The build has always appealed to me more than the impact—the thrill of anticipation. Pretending to be interested in whatever is happening on the television while keeping an eye on every tiny movement, sitting so close that your thighs touch, feeling your own words evaporate when you catch someone staring at your mouth in the middle of a thought. There’s a lot of potential in those times.
People who recognize the power of waiting have a particular sensitivity. Who hover in proximity. Who let closeness and air do the work before lips? Haste will never feel intimate like that restraint.
Without any formalities, I received some of the most poignant kisses of my life. A lingering, informal farewell. A chuckle that faded into quiet. Without any explanation, a hand found its way to my waist as if it had always known where to go. Those modest, unexpected disclosures seemed like gifts.
Often, what follows a satisfying kiss is equally revealing. The breath that was exchanged. The tiny grin. When you return to the world, you feel a little lost. Laughter and a sense of surprise at your own passion can occur. At other times, there is silence, with your foreheads touching and your eyes closed, neither of you prepared to destroy what has been made.

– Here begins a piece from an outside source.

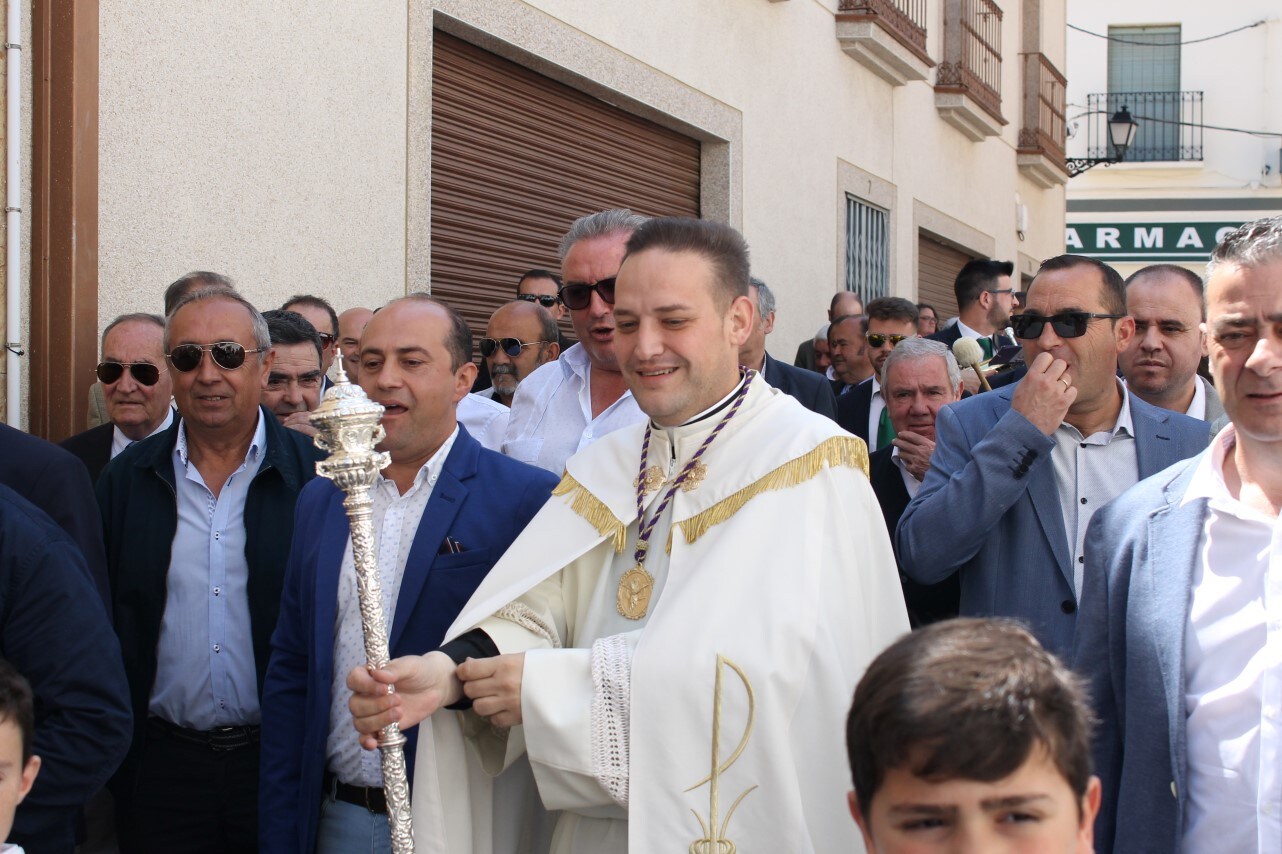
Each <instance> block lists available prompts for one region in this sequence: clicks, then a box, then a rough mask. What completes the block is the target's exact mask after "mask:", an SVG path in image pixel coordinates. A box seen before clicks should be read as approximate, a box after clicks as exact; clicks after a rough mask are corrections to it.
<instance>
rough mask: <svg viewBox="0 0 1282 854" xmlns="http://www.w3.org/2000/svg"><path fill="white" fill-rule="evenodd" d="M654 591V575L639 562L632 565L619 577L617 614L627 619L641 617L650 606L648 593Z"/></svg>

I’ve received kisses in everyday settings that were remarkable simply by their presence. Kitchens. Parking lots. Corridors. The way the moment seemed natural, as though everything had gently aligned and moved aside, was always more important than setting.
The best thing about kissing, and perhaps intimacy in general, is that it requires presence. You can’t do it halfway. You can’t be somewhere halfway. You can’t be somewhere else. In a manner that few things do these days, it demands your undivided attention. Touch becomes a kind of devotion in a world where distraction is the norm.
That self-control demonstrates courage.
Prioritizing listening above action is wise. Allowing desire to exist unapologetically is tender.
The pre-touch moment is not vacant. It is filled. Energized. Truthful.
Sometimes it tells us everything we need to know if we allow ourselves to stay there long enough.
This piece, ultimately, is for you.
For my love, who has shown me that intimacy doesn’t have to be hurried, demanding, or performative. He has shown me that love can be attentive without being overpowering and patient without being submissive. My love for you has taught me how to stay. How to use your entire body to listen. How to trust the calm times just as much as the noisy ones.
I’ve discovered with you that the time before touch is something to cherish rather than rush through. A location of caring. An area where being there turns into devotion. And if this essay believes in anything, it’s that kind of love—the kind that comes gently, lingers purposefully, and transforms you nonetheless.